Em 13 de outubro, o Jornal Opção publicou uma entrevista com Aava Santiago (PSDB) em que a vereadora afirmou: “Em Goiânia, qualquer roda de samba que você faça na calçada vai ter abordagem hostil. Qualquer ação cultural terá hostilidade da Agência Municipal do Meio Ambiente (Amma) ou Guarda Civil Metropolitana (GCM).” 

Não foi sempre assim. Aava, que é jovem, se lembra de um tempo em que o Centro da capital era movimentado pelo jazz no Cine Goiânia Ouro e chorinho no Grande Hotel. Desde a pandemia de Covid-19, entretanto, muitos locais públicos e privados destinados a manter programas culturais semanais nunca reabriram. Mesmo os centros culturais que permanecem ativos têm baixa frequência — o Goiânia Ouro hoje programação mensal e o último chorinho no Grande Hotel aconteceu em abril. Para formar plateia, é necessário frequência.

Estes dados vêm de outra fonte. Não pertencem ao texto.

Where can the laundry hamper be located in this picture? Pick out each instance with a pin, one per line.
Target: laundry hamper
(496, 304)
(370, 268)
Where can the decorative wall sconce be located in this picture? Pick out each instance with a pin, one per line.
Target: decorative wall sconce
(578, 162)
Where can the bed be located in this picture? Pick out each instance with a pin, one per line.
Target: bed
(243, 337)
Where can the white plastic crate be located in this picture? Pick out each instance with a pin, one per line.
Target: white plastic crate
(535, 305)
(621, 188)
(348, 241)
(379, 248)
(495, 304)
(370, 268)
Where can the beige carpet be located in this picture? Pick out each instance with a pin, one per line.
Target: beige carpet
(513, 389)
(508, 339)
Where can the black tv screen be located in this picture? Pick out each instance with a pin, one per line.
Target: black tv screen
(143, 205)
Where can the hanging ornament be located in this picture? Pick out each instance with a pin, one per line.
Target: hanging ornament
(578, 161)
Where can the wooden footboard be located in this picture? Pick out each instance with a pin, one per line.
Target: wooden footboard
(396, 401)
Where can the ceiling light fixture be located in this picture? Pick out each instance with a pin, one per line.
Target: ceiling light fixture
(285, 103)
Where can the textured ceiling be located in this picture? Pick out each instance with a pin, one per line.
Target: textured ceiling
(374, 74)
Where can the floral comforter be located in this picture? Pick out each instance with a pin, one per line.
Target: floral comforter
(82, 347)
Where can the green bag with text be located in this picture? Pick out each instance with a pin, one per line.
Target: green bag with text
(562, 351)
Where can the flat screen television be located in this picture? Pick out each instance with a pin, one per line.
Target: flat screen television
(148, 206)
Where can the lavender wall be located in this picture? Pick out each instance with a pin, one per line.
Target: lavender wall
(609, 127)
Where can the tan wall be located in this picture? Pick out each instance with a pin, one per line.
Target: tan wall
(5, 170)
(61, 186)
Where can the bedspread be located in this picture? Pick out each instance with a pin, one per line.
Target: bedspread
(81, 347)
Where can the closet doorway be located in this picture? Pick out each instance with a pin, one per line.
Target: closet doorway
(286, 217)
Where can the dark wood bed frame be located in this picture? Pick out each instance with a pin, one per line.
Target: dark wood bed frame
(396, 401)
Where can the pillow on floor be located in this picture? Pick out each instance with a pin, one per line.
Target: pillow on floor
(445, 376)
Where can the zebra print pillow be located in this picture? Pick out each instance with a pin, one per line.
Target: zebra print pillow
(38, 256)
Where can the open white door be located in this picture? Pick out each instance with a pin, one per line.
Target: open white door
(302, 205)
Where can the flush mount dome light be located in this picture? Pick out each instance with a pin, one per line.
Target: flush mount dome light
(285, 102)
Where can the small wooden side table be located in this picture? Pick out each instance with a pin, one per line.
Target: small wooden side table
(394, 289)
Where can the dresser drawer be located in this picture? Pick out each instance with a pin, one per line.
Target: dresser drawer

O ímpeto é colocar a culpa pela morte cultural do Centro de Goiânia na falta de financiamento do poder público — mas a situação é mais complexa. Em todo o mundo, a forma dos mais jovens consumirem cultura mudou (especialmente música ao vivo). Dados do Google revelam o padrão de consumo das diferentes gerações: os mais jovens são mais dispostos a frequentar grandes eventos de música; mas estão muito menos dispostos a gastar dinheiro em ingressos para eventos menores. 

A explicação é óbvia: hoje, a música é gratuita. Diferentemente das gerações anteriores, aqueles que nasceram nos últimos 30 anos não precisaram comprar LPs, CDs, DVDs — eles conseguem ter acesso a toda música que quiserem ouvir pelo preço de uma assinatura de serviço de streaming. Isso não significa que os jovens não gostem de música; muito pelo contrário: o segmento sempre foi, e permanece sendo, o maior consumidor de música e mostras culturais. O argumento da indisposição em comprar ingressos cotidianamente apenas reforça a necessidade de oferecer atividades culturais públicas ou a preços muito baixos.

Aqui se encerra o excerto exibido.